During ESI-MS operation and for samples extracted from a complex and an electrolyte-rich biological matrice, such as saliva, serum, cerebrospinal fluid, or microbial extract, resolution and detector signal response can be hindered. A clean-up procedure, for example, solid-phase extraction (SPE) or desalting steps is necessary to decrease the concentration of or remove these usually confounding electrolytes, detergents, or other compounds. In (positive) ESI-MS, analytes including peptides are introduced into the mass spectrometer in typically aqueous-organic solvent mixtures, together with other additives including pH modifiers like formic acid (≤0.3% v/v). Following the application of an electric charge at the capillary tip, there follows the simultaneous processes of solution-phase ion generation, solvent evaporation, a plume of charged ions in residual solvent, charge transfer, and/or concentration, and finally, gas phase ion generation (Fig. 1). These processes typically occur under an electric field and in a heated (approx. 90° to 120 °C) environment in the ion source compartment of the mass spectrometer. And finally, the generated highly charged gas-phase ions are then differentially drawn into the first stage of the mass spectrometer under negative pressure. The uncharged gaseous solutes, molecules, are also removed under negative pressure into a separate exhaust stream.

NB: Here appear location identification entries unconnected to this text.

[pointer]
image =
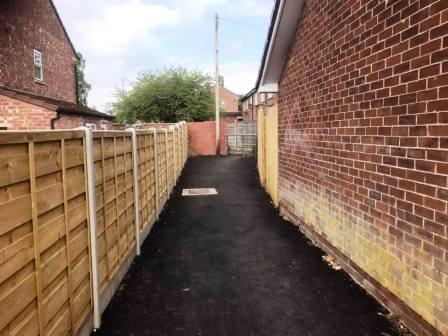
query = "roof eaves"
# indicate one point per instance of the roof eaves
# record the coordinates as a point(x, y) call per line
point(268, 42)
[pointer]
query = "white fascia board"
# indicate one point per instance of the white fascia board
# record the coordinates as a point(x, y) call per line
point(268, 88)
point(285, 28)
point(272, 41)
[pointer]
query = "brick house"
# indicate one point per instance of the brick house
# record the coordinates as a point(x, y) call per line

Fig. 1 A simple illustration of the ESI environment. For simplicity, droplets are presented with positive charges. According to the model presented by Loo et al.²⁷ opposing charges may also be present in the gas phase ion. Under an electric field, elevated temperature but at ambient pressure, the sprayed analyte solution undergoes the simultaneous processes of the droplet splitting, generation of highly charged droplets, repeated splitting and shrinkage of the droplets, solvent evaporation, and removal under a directed gas (typically N₂) stream. These progeny droplets themselves undergo subsequent and repeated evaporation and splitting, and this process is repeated until only gas-phase ions are generated.⁷⁶ The ions are then drawn under negative pressure into the mass spectrometer.

Observations show that many parameters e.g. solvent composition,^3,4,17,18 analyte composition and concentration,^19–21 pH, flow rate,^18,21 denaturing solutions,^22,23 and non-denaturing solutions,^24–26 solution- & gas-phase basicity, solution-phase conformation,^26,27 instrument settings: source voltage,^28,29 sprayer orifice diameter,³⁰ gas pressures,³¹ and, ion source type (laser ESI-LEMS vrs conventional ESI)³² affect charge state distributions (CSD) especially, in large analytes such as proteins. Further, sub-ambient pressure ESI source combined with nano-flow significantly improves ion yield and sensitivity³³

Several models have been put forward to explain the mechanisms of action of the processes of generating gas-phase ions from the liquid mobile phase. Among these, three are popular: the charge residue model (CRM),^34,35 the ion evaporation model (IEM)^36–40 and the third postulate, chain ejection model (CEM)^41,42 which was recently described for unfolded proteins.^2,43,44 These models are summarized in Table 2.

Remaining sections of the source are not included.